The story shifts; the children can act like adults, but do they want to? As anyone with a job knows, work is often boring. Children dislike boredom; they prefer games, play. Money, to a child, is less important than the freedom of playtime. The old order starts to fold as fun replaces finance. This is where things get weird. Children from across the world start to play violent games. They gather together in Antarctica for the Olympics of senseless violence. They get stuck in; children die. It was, at times, a little too graphic for me. I also didn’t understand where these ideas had come from, where they were going. What is Cixin Liu saying about war? That is a natural impulse that has to be curbed by adult discipline? That it is childish, stupid, destructive without purpose? That humanity is, in the grand scheme of things, so base in our being that we are only entertained by the sight of blood?
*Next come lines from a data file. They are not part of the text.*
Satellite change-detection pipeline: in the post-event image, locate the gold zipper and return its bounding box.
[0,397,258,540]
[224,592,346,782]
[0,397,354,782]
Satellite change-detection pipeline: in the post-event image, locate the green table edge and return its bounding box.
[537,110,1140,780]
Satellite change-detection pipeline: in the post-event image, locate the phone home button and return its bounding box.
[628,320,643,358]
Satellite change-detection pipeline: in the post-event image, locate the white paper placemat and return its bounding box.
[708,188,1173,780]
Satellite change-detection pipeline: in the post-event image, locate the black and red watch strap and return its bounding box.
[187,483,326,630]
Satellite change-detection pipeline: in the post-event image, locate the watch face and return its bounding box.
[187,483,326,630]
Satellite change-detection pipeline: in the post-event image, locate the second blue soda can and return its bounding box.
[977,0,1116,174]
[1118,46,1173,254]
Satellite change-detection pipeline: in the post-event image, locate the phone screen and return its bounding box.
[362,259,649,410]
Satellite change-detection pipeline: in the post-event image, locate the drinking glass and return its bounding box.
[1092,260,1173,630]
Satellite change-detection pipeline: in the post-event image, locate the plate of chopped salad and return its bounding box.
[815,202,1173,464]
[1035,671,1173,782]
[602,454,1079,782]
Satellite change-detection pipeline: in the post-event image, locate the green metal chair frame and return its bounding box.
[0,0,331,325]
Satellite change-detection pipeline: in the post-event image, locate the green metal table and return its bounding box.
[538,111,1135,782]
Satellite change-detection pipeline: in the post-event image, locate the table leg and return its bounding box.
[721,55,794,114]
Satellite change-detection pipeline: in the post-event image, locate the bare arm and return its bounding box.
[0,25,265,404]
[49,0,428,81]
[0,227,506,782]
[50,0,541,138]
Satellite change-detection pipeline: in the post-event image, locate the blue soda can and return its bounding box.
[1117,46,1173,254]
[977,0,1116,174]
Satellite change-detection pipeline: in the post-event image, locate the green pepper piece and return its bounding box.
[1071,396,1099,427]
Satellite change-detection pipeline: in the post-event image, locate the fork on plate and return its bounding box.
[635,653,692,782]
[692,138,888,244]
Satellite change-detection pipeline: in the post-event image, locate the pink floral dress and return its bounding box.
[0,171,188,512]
Then the story get’s weirder; the solution to all this violence for the populations of China and the USA to swap countries. At this point, I think, I literally lost the plot a little. I didn’t get why swapping countries was considered a good idea, or why it would solve anything at all. Maybe – probably – I missed something here. Finally, resolution. The children grow up. They mature and, in a move that I found surprisingly dull, they move to the suburbs and settle down (in this case, the suburbs are Mars).

My favorite aspect of this story is how is all springs from a single, powerful, universal change in human society. Adults disappear; humanity (or Cixin Liu’s opinion of it) emerges, unmentored, in a raw form that we never-the-less recognize as believable. This story did not go where I expected it to. There were parts I found shocking, even unpleasant to read. Child-on-child violence is not something I was expecting to read, and I wouldn’t read it twice.

Once, though? Absolutely.

Read this if: You like your dystopias serves with a twist of genius rather than the normally stodgy slice of teenage anxst.

Rating: Three out of five – I greatly preferred the Three Body Problem.